On the other hand, in spite of their age, the Stones, McCartney, Elton John, and a handful of others are still booking world tours in massive arenas, and have a new generation of fans. Why?

Some bands manage to reinvent themselves. They keep from getting stale, or locked into the period when they experienced their initial or biggest success. It’s no different for any creative artist, leader, writer, filmmaker – even pastor.  The truth is, the world changes, culture changes, tastes change, and people change. As I said in my book “Jolt!”: “Change is coming whether you like it or not, and whether you’re ready or not.”

Contrary to what some people think, reinvention doesn’t mean compromise, or shifting from who you really are.  So if you have a message and want to keep that message relevant, and continue finding an audience, here’s 5 things to consider:

1) Be willing to take a risk.  Success is comfortable, but to transition to a new generation, you need to be willing to try something new – and potentially fail in the process. Most of the major bands that continue to be relevant released a few dud albums over the years, but that didn’t stop them from innovating.
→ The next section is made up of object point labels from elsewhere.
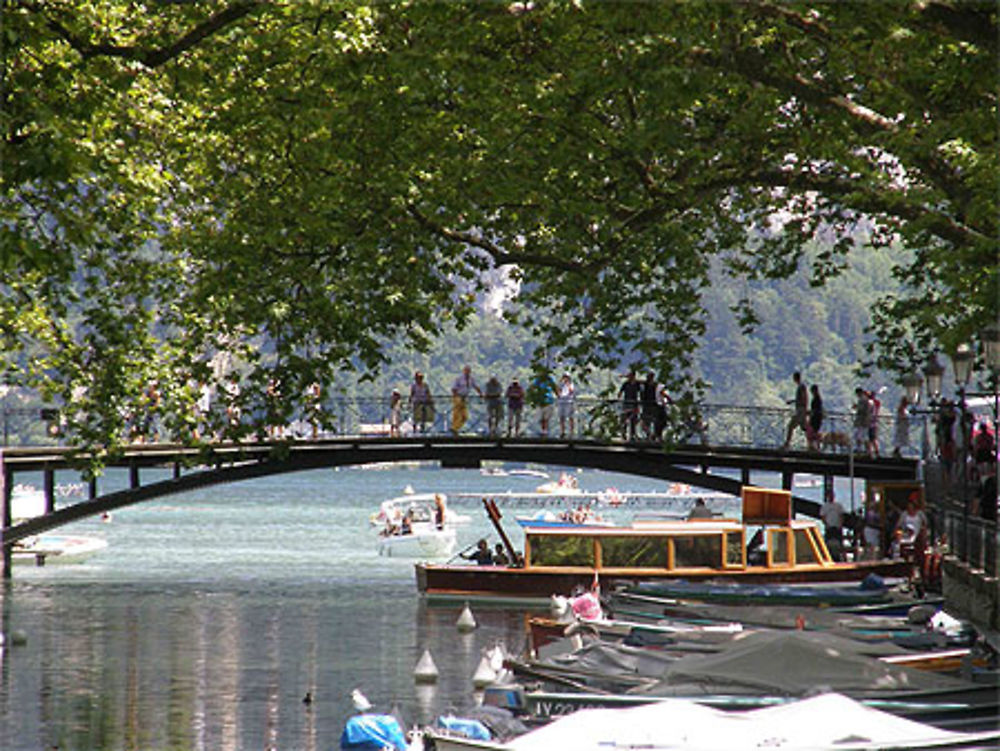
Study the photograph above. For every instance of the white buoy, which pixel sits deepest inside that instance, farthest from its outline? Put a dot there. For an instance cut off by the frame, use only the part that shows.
(484, 674)
(466, 621)
(425, 671)
(360, 701)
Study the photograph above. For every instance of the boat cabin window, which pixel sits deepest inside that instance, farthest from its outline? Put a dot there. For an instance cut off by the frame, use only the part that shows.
(778, 548)
(633, 552)
(697, 551)
(734, 549)
(560, 550)
(805, 552)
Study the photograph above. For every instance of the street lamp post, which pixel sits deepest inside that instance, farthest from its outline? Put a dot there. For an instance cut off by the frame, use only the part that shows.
(990, 337)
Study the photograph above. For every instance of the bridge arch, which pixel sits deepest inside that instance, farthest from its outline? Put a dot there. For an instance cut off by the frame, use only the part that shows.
(238, 462)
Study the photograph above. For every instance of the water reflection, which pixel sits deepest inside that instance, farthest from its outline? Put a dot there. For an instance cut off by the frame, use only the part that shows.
(169, 668)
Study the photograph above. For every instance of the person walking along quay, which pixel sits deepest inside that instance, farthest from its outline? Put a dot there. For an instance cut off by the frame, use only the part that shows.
(566, 399)
(801, 403)
(494, 405)
(421, 403)
(460, 398)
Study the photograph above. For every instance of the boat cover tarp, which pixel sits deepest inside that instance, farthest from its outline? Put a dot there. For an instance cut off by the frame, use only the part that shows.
(829, 721)
(500, 722)
(792, 663)
(771, 616)
(372, 732)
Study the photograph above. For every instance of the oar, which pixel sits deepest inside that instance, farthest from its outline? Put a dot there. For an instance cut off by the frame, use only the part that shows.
(463, 550)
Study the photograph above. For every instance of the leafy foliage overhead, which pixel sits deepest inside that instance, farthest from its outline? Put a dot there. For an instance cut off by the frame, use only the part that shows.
(266, 193)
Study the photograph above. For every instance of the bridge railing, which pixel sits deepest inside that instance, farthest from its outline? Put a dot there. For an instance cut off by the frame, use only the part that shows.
(590, 417)
(971, 539)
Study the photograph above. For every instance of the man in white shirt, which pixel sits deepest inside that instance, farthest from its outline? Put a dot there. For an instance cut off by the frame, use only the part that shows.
(832, 514)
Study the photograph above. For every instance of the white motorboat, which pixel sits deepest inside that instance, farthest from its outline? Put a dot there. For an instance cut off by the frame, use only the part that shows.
(424, 541)
(565, 485)
(27, 502)
(46, 549)
(421, 507)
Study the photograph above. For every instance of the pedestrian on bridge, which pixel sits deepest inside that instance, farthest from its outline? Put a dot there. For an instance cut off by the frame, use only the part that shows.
(460, 390)
(801, 403)
(566, 398)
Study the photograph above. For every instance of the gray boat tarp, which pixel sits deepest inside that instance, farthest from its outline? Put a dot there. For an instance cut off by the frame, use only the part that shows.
(775, 663)
(830, 721)
(792, 663)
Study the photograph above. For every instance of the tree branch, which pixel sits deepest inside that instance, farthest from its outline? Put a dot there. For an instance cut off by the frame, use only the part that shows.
(156, 57)
(500, 256)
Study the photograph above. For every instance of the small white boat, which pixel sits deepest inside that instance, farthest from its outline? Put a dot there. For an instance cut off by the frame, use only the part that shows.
(424, 541)
(43, 550)
(26, 502)
(828, 722)
(565, 485)
(421, 507)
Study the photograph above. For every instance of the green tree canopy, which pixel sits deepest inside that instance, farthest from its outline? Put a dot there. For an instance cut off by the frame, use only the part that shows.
(276, 190)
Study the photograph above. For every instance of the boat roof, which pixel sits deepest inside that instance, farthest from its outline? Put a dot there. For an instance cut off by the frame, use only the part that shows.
(641, 527)
(409, 498)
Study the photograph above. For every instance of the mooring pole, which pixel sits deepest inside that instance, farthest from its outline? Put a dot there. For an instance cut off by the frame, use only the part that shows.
(6, 489)
(494, 513)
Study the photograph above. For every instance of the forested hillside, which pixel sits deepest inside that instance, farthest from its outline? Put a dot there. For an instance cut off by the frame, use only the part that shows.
(818, 330)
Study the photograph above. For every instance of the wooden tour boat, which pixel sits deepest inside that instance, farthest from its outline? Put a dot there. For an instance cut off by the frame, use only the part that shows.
(558, 559)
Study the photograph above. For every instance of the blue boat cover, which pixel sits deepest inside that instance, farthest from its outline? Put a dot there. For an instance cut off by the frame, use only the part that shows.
(372, 732)
(473, 729)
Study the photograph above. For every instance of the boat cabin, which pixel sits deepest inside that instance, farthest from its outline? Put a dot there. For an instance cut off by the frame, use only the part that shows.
(695, 544)
(558, 558)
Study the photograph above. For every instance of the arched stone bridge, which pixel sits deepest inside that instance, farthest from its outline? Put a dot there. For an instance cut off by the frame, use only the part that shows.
(233, 462)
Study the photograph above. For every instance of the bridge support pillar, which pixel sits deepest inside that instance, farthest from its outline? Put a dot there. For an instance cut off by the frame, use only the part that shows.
(6, 490)
(49, 484)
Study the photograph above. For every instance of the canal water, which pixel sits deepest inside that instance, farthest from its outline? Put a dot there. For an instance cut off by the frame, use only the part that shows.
(210, 616)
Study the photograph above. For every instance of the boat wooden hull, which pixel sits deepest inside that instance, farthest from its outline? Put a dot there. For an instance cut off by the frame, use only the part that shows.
(458, 581)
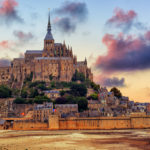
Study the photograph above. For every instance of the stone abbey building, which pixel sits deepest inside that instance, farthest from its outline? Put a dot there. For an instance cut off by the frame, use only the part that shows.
(55, 59)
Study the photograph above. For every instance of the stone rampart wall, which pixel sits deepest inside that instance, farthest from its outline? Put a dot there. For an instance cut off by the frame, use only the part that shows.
(29, 125)
(101, 123)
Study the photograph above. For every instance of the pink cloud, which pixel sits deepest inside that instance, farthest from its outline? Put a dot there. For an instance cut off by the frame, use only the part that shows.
(22, 36)
(125, 53)
(5, 44)
(8, 12)
(121, 17)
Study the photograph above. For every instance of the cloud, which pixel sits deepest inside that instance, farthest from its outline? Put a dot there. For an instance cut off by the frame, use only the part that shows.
(21, 36)
(21, 55)
(66, 25)
(8, 12)
(77, 10)
(5, 44)
(125, 20)
(125, 53)
(113, 82)
(71, 14)
(4, 62)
Keep exploring and trying something new.

2) You can’t fake long term success.  Sure, “The Last Train to Clarksville” was a huge hit, but years later, The Monkees couldn’t replicate that success. Real talent carries you for the long haul.

3) Get out of the bubble.  You may be the King of the Polka right now, but you need to know more about music than that.  If you don’t, a hotter polka artist will eat your lunch. In other areas, I know preachers who were successful in the 80’s, who today couldn’t draw a crowd if they set themselves on fire. Just because it worked 10 or 20 years ago, doesn’t mean it will work today.

4) Plan for the future.  My friend, Ralph Winter, who produced the blockbuster films “X-Men” and “Wolverine” says being successful in Hollywood isn’t about knowing what’s popular now. By the time you find the right story, develop pre-production, then film it, then do post production and distribution, a major film takes five or more years to bring to the market. Do you know what will be popular in your business five years from now? Start thinking ahead.

5) Finally, you may not like where the culture is going, but get used to it.  Far too many talented people quit because they don’t agree with what’s popular, what’s selling, or what works. See above: Change is coming whether you like it or not, and whether you’re ready or not.

Remember – don’t sell out. Don’t compromise. But don’t be arrogant either. After all, no matter how great your film idea, book, sermon, business – whatever – if nobody’s listening, you’ve failed.